Te incorporas de pronto en una
habitación que te resulta extraña, ¿dónde están las altísimas
paredes rojas y el incansable olor a pizza de mi pequeño pisito
romano?
Mi comodísima cama de uno ochenta no
me parece ya cómoda, echo de menos mi blando y mullido colchón
asfixiante en las calurosas noches de verano.
Todo fue un sueño, uno de esos sueños
bonitos, de esos que no despertarías jamás. Uno de esos sueños
reales que se camuflan con la misma realidad.
Todas las personas que llenaban cada
momento de tu vida parecen haberse evaporado, las continuas salidas
nocturnas en busca de que sé yo que estrella se quedaron atrás.
La ligereza de la libertad de estar en
tu propio sueño con tus normas, tus leyes y valores cada vez pesa
más. Y es que tras haber descubierto mil y un rincones eternos de
una ciudad que ya siempre será tuya, te sientes extranjero en tu
tierra natal, fuera de lugar como un inmigrante excluido y marginal.
“Nunca sabes lo que tienes hasta que
lo pierdes”, quizá hayan sido un millón las veces que haya
escuchado esta frase. Quizá hayan sido un millón las voces que me
aconsejaban en mi cabeza el valorar al máximo cada instante de
felicidad. Y eso he hecho, siempre supe lo que tenía pero nunca
pensé que lo perdería, o al menos no estaba mentalizada de ello.
Si tan sólo pudiera disfrutar de un
atardecer más, bajo uno de aquellos naranjos de un jardín anónimo
del monte Aventino. De una despreocupada carrera a lo largo del Tíber
acabando en mi rincón secreto de Villa Borghese. De un simple paso
en tacones esquivando un incómodo adoquín. Pero no puedo. Ya no.
Esas pequeñas cosas a la que uno se acostumbra fácilmente son tan
tuyas que nunca crees que cambiarán.
Y llegas a tu casa, y oyes una y otra
vez la misma pregunta, ¿qué tal en Roma? Y contestas un seco
“bien”. Tan seco como tu garganta, al recordar uno a uno aquellos
maravillosos momentos. Inexpresivo, puesto que nadie sería capaz de
expresar todo lo que viviste y sentiste en tan pocas palabras.
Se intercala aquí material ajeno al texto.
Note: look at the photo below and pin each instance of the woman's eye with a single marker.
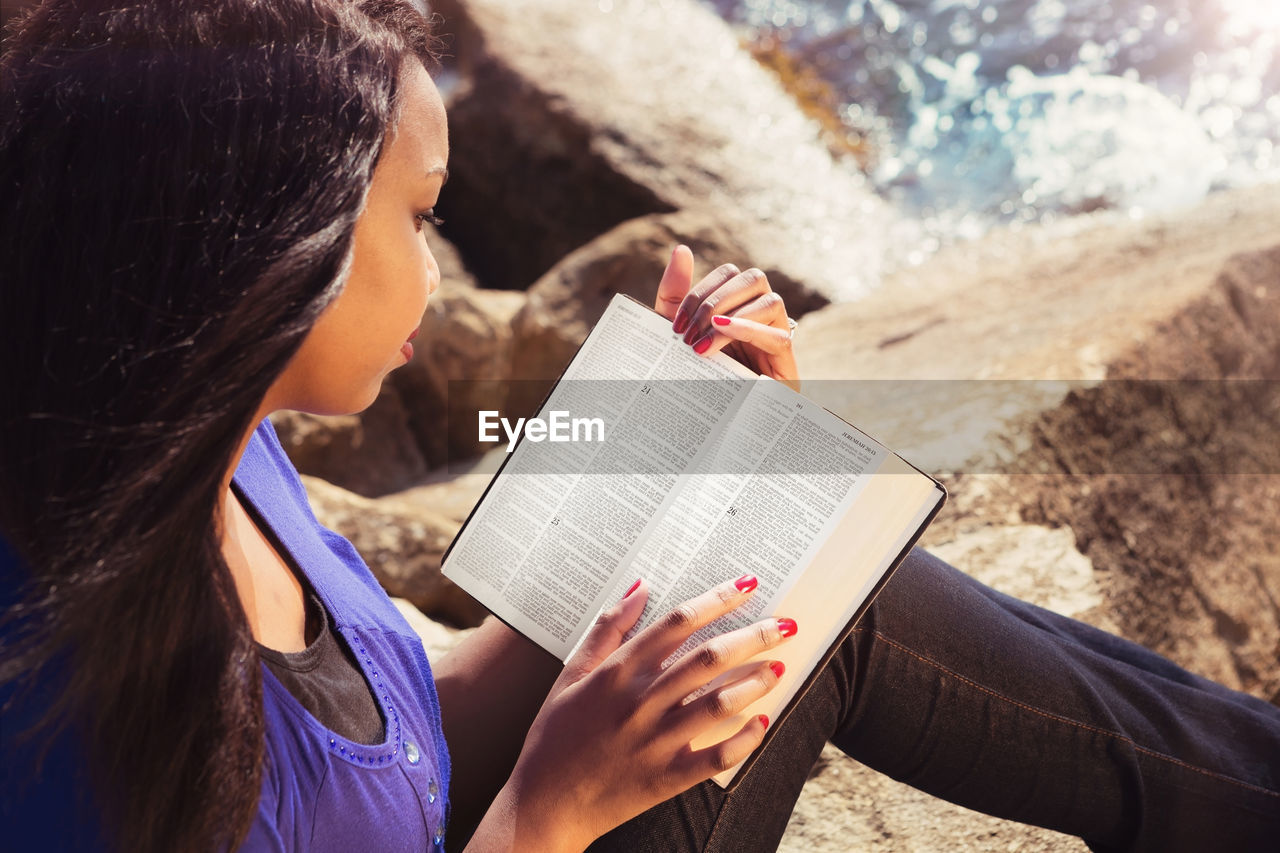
(429, 215)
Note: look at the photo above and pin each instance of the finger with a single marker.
(726, 329)
(718, 655)
(656, 643)
(725, 299)
(767, 309)
(699, 292)
(726, 699)
(676, 281)
(704, 763)
(608, 633)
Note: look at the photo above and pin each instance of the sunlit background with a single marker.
(976, 113)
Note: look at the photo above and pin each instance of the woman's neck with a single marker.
(270, 593)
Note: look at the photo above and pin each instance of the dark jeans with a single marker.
(1010, 710)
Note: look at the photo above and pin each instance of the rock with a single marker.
(438, 639)
(849, 807)
(402, 544)
(1146, 475)
(455, 489)
(369, 454)
(1036, 564)
(566, 302)
(461, 365)
(566, 124)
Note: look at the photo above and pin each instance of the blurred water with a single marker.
(1032, 110)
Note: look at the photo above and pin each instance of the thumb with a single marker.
(676, 281)
(608, 633)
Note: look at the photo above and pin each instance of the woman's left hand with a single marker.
(730, 310)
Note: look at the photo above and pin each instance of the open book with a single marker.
(688, 471)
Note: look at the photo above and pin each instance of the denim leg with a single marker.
(1010, 710)
(1015, 711)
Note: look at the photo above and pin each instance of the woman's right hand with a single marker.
(613, 737)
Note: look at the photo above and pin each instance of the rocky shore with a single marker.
(1020, 368)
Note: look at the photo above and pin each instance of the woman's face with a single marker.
(362, 334)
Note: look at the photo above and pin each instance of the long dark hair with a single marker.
(178, 188)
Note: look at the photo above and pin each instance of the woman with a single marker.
(213, 213)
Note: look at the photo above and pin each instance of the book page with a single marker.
(845, 570)
(558, 519)
(760, 500)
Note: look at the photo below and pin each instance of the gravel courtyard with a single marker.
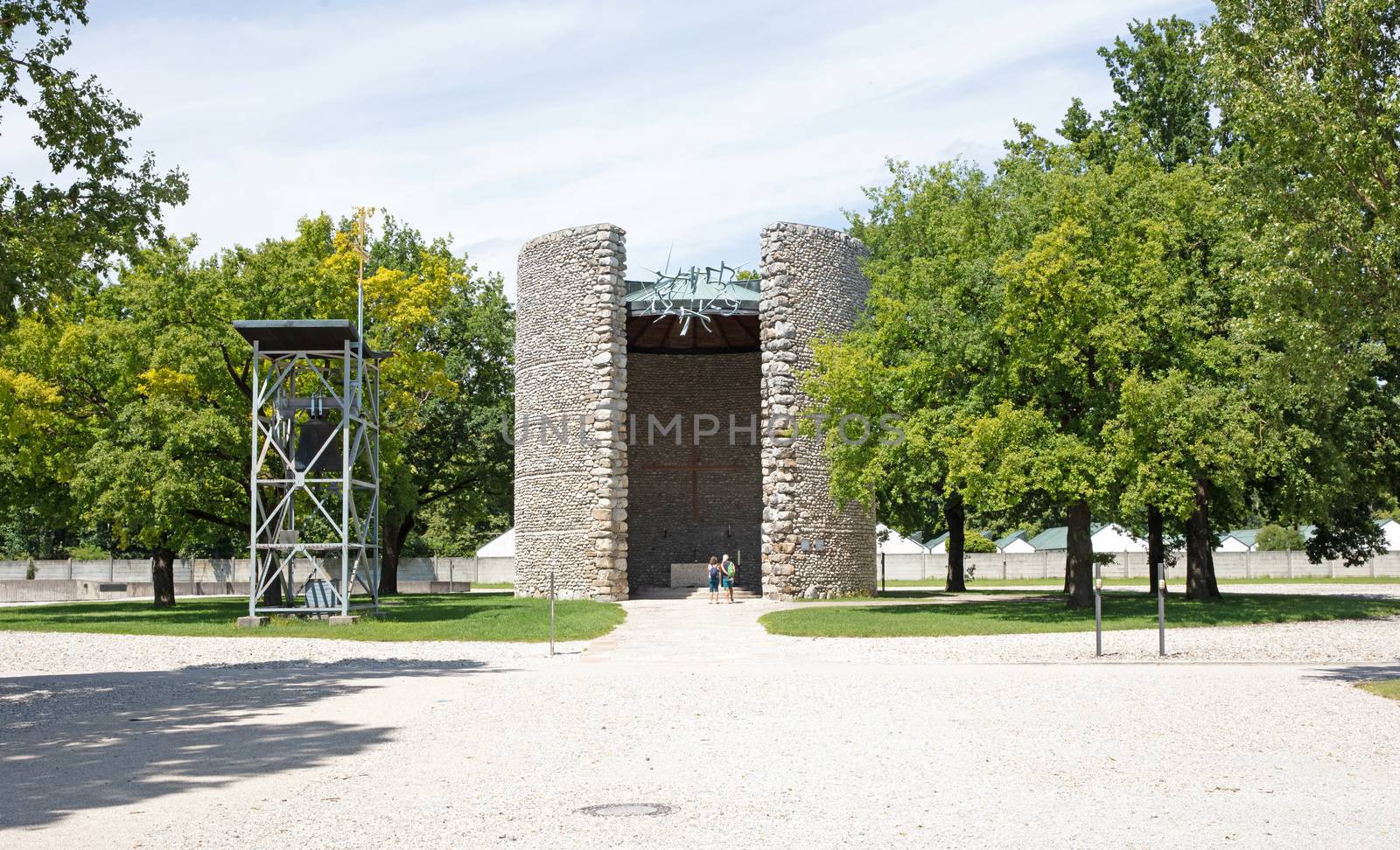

Sintiéndote incomprendido decides cambiar de tema, porque sabes que
no volverá, nunca será más que un mero recuerdo. Un bonito e
inolvidable recuerdo.
Y al fin y al cabo un sueño vale más
que un recuerdo, por eso tengo la necesidad desesperada de un sueño,
porque sin un sueño no se va a ninguna parte.
"Ho un disperato bisogno di un sogno. Perché senza un sogno non si va da nessuna parte".